Aurora Melbourne Central’s 959 residential apartments and 252 serviced apartments begin at level 10. Fitted out in Snaidero joinery from Italy, the homes have been programmed as a series of low-rise, mid-rise and high-rise stacks, each with its own lifting service. This creates a series of vertical communities with their own communal amenities, from swimming pools and gyms to movie rooms and karaoke lounges. “It’s really a chance to test our ideas around the vertical community and to see them in action: how residents can live in a way that has the advantages of being in the city, living in the city, but sharing in all those communal facilities,” says Smith.
A lot of engineering work was done to work out how we could put a very tall building next to an underground train station without impacting on any of the service through that tunnel
The building’s relatively shallow floor plates invite optimum levels of natural light into the apartments. A high-performing low-E double-glazed system regulates the building’s internal environment to ambient conditions, while sophisticated centralised plant systems prevent low efficiency per unit of air-conditioning. A series of heat exchangers move the heat and coolness around the building in response to different heat loads.
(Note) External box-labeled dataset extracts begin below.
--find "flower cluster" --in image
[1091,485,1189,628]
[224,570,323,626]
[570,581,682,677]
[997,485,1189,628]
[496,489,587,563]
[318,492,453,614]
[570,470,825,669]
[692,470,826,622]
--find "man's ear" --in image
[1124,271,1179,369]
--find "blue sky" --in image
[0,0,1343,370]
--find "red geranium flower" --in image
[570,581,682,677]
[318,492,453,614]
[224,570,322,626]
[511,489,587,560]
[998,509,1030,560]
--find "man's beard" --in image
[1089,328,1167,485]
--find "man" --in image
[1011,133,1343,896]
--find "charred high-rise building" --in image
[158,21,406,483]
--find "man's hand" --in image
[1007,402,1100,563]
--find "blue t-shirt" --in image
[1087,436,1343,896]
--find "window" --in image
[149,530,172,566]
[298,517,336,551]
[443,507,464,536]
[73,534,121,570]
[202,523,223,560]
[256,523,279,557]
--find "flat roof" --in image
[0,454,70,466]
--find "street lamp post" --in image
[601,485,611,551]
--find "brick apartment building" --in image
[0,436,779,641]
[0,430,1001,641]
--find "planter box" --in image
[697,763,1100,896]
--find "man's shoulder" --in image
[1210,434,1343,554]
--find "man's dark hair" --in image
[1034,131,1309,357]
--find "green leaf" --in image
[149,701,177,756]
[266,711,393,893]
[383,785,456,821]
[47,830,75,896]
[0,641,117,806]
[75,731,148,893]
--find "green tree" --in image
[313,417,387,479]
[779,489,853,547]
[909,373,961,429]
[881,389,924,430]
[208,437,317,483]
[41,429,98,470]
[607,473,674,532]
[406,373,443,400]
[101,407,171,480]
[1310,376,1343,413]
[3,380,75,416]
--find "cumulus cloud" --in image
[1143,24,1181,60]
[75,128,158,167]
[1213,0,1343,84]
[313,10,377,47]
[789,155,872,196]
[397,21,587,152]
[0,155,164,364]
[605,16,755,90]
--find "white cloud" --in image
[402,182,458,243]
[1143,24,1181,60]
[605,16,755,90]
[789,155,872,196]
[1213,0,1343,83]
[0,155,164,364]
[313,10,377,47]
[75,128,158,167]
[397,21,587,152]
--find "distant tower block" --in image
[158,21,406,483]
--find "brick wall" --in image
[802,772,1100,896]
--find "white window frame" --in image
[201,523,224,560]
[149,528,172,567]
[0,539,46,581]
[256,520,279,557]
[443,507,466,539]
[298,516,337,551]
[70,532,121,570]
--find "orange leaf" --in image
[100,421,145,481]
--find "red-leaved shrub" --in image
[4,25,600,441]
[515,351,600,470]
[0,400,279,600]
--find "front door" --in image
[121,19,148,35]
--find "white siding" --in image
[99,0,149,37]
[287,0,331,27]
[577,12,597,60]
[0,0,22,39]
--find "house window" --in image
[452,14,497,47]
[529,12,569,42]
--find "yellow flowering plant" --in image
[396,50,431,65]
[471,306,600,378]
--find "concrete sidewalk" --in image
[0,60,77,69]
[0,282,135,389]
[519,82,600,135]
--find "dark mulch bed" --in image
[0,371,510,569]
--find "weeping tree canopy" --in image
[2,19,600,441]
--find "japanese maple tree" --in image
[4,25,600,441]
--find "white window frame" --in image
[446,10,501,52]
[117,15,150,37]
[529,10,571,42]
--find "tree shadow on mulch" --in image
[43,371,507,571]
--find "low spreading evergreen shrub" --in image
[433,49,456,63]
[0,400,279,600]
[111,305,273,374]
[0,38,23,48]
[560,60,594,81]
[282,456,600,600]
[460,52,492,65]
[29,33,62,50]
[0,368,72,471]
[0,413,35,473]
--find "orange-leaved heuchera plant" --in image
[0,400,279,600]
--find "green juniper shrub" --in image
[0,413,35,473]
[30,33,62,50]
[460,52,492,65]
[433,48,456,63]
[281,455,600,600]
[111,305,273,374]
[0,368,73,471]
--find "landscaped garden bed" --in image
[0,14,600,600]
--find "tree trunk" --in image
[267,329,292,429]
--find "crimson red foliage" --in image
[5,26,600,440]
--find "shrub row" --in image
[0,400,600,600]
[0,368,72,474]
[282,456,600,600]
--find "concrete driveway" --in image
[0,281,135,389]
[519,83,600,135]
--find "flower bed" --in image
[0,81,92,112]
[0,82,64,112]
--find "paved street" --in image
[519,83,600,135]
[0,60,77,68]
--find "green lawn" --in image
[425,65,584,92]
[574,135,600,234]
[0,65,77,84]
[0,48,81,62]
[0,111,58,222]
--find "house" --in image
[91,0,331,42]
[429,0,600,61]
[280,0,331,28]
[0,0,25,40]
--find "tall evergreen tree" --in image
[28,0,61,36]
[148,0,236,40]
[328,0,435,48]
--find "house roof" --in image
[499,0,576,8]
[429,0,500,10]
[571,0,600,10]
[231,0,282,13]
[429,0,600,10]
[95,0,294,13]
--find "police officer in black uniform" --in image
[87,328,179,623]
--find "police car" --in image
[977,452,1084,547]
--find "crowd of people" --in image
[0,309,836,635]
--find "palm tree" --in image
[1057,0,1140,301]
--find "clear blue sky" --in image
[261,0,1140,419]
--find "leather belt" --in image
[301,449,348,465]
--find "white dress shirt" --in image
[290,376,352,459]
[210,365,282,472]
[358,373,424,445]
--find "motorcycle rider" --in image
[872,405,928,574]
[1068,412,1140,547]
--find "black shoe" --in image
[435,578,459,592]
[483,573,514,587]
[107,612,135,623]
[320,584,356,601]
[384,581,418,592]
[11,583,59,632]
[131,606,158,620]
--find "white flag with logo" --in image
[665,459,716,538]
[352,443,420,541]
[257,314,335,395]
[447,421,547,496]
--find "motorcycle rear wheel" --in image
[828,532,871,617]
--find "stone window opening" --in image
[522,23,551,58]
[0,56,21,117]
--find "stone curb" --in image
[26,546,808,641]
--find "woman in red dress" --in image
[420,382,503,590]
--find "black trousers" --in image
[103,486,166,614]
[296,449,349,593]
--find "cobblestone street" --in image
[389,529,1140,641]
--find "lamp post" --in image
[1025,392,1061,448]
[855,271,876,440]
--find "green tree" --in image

All separable portions of the AUD750m project have been handed over, announced Anwar Syahrin Abdul Ajib, managing director and chief executive officer of UEM Sunrise, in November. “Strong settlement” of UEM Sunrise’s projects in Australia, which include the Melbourne high-rise Conservatory, drove revenues up to that point.
Vertical projects with a range of multigenerational apartments like Aurora Melbourne Central are only poised to prosper in Melbourne. While more than 220,000 people work within the CBD, only about 22,000 people have been able to live in it.
“I think in Melbourne, the big change over the last five years has been a much broader acceptance of apartment living as a way of delivering on the benefits of being in the inner city, staying close to friends and families,” says Smith. “That’s a trend that’s very much alive in Southeast Asia and something that’s really growing here in Melbourne.”
Residents are set to continue moving into the sold-out Aurora Melbourne Central homes in 2020. The building’s New Year’s Eve light show will also flicker for the rest of the year, akin to the nightly Symphony of Lights along Victoria Harbour in Hong Kong.
For Smith and his colleagues at Elenberg Fraser, the flowering of a 21st-century Australian landmark is a continuous source of pride. “As you move around the city and as an architect, you work so closely on these buildings, but then suddenly to step back and see the project in the larger context of the city,” says Smith. “That’s something that’s really quite special to me.”